I would better skip the traditional measuring clocks, even more so the digital types, for checking crank runouts and in fact almost all setting up jobs in the workshop, and get me the lever type clocks with minimal internal friction , low measuring force and great access to all places you want to check. The clumsy big clocks are a PITA for that kind of jobs. At a tenner or two you get them from anywhere and enjoy a new life at your machinery.

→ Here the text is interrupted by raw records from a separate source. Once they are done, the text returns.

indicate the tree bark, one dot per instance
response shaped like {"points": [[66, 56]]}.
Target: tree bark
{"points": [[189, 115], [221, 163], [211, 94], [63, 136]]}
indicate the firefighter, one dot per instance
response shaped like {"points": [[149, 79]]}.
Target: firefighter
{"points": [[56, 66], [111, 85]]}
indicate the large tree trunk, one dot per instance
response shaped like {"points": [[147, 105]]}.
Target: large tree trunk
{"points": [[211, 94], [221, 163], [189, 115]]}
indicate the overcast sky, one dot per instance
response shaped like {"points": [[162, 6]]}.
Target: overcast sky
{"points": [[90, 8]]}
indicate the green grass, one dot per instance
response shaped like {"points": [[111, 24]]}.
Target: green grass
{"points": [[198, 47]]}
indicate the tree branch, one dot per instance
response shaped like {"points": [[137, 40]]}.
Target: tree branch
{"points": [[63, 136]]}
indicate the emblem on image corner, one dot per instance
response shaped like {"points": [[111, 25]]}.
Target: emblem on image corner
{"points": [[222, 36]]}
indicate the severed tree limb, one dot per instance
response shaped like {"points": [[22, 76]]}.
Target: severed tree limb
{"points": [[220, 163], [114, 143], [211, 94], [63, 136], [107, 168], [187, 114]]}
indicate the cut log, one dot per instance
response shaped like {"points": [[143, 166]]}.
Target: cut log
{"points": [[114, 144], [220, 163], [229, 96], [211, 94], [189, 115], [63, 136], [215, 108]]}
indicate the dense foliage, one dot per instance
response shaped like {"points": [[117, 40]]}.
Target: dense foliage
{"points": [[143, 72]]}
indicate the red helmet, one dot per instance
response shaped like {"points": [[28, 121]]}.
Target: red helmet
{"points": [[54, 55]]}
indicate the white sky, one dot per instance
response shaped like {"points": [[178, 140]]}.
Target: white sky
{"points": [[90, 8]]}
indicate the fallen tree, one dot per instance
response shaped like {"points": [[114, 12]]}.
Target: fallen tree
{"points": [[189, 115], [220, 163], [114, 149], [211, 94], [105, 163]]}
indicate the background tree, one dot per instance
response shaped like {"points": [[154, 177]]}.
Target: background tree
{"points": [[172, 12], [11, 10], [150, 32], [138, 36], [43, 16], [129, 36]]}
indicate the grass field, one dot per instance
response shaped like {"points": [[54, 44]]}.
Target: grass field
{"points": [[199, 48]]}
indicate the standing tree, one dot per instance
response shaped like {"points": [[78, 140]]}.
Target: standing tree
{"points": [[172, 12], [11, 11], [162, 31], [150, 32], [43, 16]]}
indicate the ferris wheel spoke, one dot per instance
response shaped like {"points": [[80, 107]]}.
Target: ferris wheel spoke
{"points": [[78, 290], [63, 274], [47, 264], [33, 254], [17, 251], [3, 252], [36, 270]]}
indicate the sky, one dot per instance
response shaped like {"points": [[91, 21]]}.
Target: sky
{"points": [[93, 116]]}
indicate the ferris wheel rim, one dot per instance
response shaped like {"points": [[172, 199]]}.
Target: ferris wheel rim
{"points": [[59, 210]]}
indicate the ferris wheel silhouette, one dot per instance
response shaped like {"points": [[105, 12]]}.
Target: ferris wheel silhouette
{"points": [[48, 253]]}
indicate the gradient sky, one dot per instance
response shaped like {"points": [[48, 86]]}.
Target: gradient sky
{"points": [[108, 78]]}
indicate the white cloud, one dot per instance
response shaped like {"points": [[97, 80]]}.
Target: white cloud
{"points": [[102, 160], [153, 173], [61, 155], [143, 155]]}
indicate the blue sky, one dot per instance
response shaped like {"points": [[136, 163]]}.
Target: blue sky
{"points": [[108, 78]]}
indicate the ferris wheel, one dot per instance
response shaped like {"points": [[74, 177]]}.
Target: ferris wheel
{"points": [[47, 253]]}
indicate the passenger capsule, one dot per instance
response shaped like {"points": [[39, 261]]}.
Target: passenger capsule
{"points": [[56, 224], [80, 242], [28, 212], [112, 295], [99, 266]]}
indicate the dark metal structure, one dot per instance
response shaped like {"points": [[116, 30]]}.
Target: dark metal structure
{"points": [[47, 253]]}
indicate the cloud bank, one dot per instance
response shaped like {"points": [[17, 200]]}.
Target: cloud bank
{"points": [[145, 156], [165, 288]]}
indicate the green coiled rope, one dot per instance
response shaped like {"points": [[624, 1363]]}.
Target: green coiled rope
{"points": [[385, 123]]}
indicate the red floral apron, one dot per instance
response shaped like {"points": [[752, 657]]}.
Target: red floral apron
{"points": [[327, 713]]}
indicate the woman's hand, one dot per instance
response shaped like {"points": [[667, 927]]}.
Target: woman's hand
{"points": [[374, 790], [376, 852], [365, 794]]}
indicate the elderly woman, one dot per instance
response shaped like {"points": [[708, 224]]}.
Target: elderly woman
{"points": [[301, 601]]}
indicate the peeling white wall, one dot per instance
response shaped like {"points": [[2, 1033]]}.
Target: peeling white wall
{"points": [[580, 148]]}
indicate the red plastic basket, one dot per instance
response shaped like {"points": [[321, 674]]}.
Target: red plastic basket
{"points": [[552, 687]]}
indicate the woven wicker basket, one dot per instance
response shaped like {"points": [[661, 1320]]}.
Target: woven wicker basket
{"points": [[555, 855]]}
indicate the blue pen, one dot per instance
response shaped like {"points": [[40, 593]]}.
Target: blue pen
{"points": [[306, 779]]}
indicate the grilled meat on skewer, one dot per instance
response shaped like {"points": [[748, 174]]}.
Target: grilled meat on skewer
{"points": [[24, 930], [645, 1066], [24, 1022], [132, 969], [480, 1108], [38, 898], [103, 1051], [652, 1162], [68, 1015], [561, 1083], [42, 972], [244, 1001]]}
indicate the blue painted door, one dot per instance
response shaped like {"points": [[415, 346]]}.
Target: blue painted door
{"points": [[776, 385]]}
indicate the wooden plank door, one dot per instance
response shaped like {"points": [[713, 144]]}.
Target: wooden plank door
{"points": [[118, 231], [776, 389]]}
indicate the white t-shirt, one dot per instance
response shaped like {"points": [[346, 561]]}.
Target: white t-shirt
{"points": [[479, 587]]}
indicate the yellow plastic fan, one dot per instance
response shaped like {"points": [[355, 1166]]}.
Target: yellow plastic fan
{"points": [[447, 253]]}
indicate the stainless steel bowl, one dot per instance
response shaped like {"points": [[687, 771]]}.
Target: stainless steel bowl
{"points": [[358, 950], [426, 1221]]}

I did video clips today of my homemade cranks , see youtube links below, showing runouts at half a thou, 0,01 mm both ends. I had a jig for pressing in the 40 mm crank pin and was lucky to get just 0,06mm runout after pressing home. But then no way to true up with a heavy copper mallet, nor with a heavy steel hammer onto a flat piece of alu to keep crank webs nice - or I am too old and weak to shift them. So I used the drillings in the crank , shoved lengths of round bar through to put the lot in my hydraulic press for getting runouts to 0 - 0,02 mm finally.
The tensile strength of my crank webs is a LOT higher than standard Vincent so no wonder I had very high press forces and no chance to bash it into zero runout with big hammers. Have you heared of the "Ding-test" in the toolroom practice ? You find a piece of known steel quality and ding it onto the unknown item you´d like to test. The one part with the bigger ding on its edge is lower in hardness and tensile strength, same dings , same strengths. My photo shows an original B-Rap crank against my homemade crank, no ding at all at the new part.
As to securing mainshafts in the webs, the Mills pin was a joke from day one anyway. Why not do a mod by broaching a 5mm keyway into the web bore and mill a woodruff or better a parallel key into the mains and you are safe ever after ??